# Painting an aluminum storm/screen door



## sbmfj (Oct 3, 2009)

Good morning, 

I want to re-paint an aluminum storm/screen door. The original door was brown aluminum, and it was painted white a few years ago. The paint has started chipping, and I'd like to give it a fresh coat. I plan on removing as much of the paint as possible, mostly by scraping it off with steel wool, or a plastic spatula of some sort. 

My question is, what kind of paint should I buy? Should I try and get a metal paint (like a Tremclad) or an oil or water based paint?

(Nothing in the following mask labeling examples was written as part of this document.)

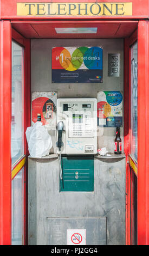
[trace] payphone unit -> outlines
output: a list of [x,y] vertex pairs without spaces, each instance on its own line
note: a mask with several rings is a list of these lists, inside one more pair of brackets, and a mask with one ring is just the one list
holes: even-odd
[[96,99],[59,99],[57,123],[61,154],[97,153]]

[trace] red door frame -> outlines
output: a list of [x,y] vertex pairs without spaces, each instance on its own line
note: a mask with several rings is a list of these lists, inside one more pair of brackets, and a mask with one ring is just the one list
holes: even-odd
[[138,26],[138,242],[149,245],[149,22]]
[[11,244],[11,29],[0,22],[0,244]]
[[[11,40],[24,47],[24,132],[30,125],[30,40],[24,39],[11,28],[9,21],[1,21],[0,38],[0,244],[11,242]],[[24,154],[28,155],[24,132]],[[26,162],[27,163],[27,162]],[[16,166],[18,166],[20,162]],[[27,164],[24,165],[24,184],[28,180]],[[27,195],[24,186],[24,243],[27,243]]]
[[[111,22],[112,21],[111,21]],[[17,36],[14,36],[16,33]],[[23,44],[22,41],[28,49],[26,52],[25,63],[25,126],[30,126],[30,40],[24,39],[23,36],[13,31],[16,40]],[[148,49],[148,21],[139,21],[138,41],[138,245],[149,244],[149,221],[147,216],[148,211],[148,179],[149,163],[147,159],[149,153],[148,122],[149,122],[149,49]],[[0,166],[3,172],[0,173],[1,192],[0,198],[1,216],[0,243],[3,245],[11,244],[11,160],[10,160],[10,123],[11,111],[11,28],[9,21],[1,21],[1,87],[0,87]],[[126,244],[130,244],[129,233],[129,196],[130,176],[128,172],[129,154],[129,99],[127,95],[129,92],[129,72],[126,68],[129,62],[128,41],[125,39],[125,95],[124,95],[124,149],[126,156]],[[128,66],[128,65],[127,65]],[[28,74],[28,75],[27,75]],[[28,81],[27,81],[27,80]],[[8,102],[5,99],[8,99]],[[142,104],[144,102],[144,104]],[[143,113],[143,114],[142,114]],[[146,118],[145,117],[146,117]],[[25,131],[25,129],[24,129]],[[25,147],[26,148],[26,147]],[[27,177],[26,177],[27,178]]]

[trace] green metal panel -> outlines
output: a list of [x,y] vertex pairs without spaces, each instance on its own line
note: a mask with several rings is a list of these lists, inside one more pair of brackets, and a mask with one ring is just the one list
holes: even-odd
[[61,159],[63,180],[60,192],[93,192],[94,189],[94,157],[63,156]]

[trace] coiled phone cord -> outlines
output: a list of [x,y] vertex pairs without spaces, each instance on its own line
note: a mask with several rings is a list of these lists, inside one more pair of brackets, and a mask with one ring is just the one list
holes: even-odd
[[[56,147],[56,129],[55,129],[55,151],[56,151],[56,156],[58,159],[59,162],[59,173],[60,173],[60,177],[61,180],[63,179],[63,172],[62,172],[62,167],[61,167],[61,152],[59,150],[59,152],[57,152],[57,149]],[[60,155],[60,157],[59,156],[59,153]]]

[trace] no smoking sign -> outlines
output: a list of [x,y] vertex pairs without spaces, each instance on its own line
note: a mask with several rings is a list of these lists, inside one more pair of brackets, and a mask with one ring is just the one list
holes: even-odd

All feedback is greatly appreciated!

James


----------



## housepaintingny (Jul 25, 2009)

Personally when we paint anything that's aluminum, siding, gutters, down spouts, doors, etc. We use a quality 100% acrylic latex, because that will not become brittle like an oil base and chip, it will also withstand more heat than oil, retain color longer, and not become chalky like an oil base paint. The important thing when painting anything aluminum is to clean it well removing any powder and/or chalkyness which is the aluminum that has become oxidized, use tsp or similar product, clean, rinse, prime any bare spots of aluminum with a bonding primer such as a DtM bonding primer (direct to metal) then apply two coats of a quality acrylic latex, also lightly hand sand the aluminum prior to cleaning.


----------



## sbmfj (Oct 3, 2009)

Thanks for the great response! :thumbsup::thumbup: 

Whats a TSP cleaner? any suggestions for a good DtM bonding primer?


----------



## housepaintingny (Jul 25, 2009)

sbmfj said:


> Thanks for the great response! :thumbsup::thumbup:
> 
> Whats a TSP cleaner? any suggestions for a good DtM bonding primer?


TSP is trisodium phosphate, it is a common cleaner for paint prep. You can find it in any paint store, We always use Sherwin Williams DTM bonding primer


----------



## Matthewt1970 (Sep 16, 2008)

Rub your finger on the door. If the color comes off and is chalky, you need Emulsa-Bond. That is an additive you put in your first coat of paint.


----------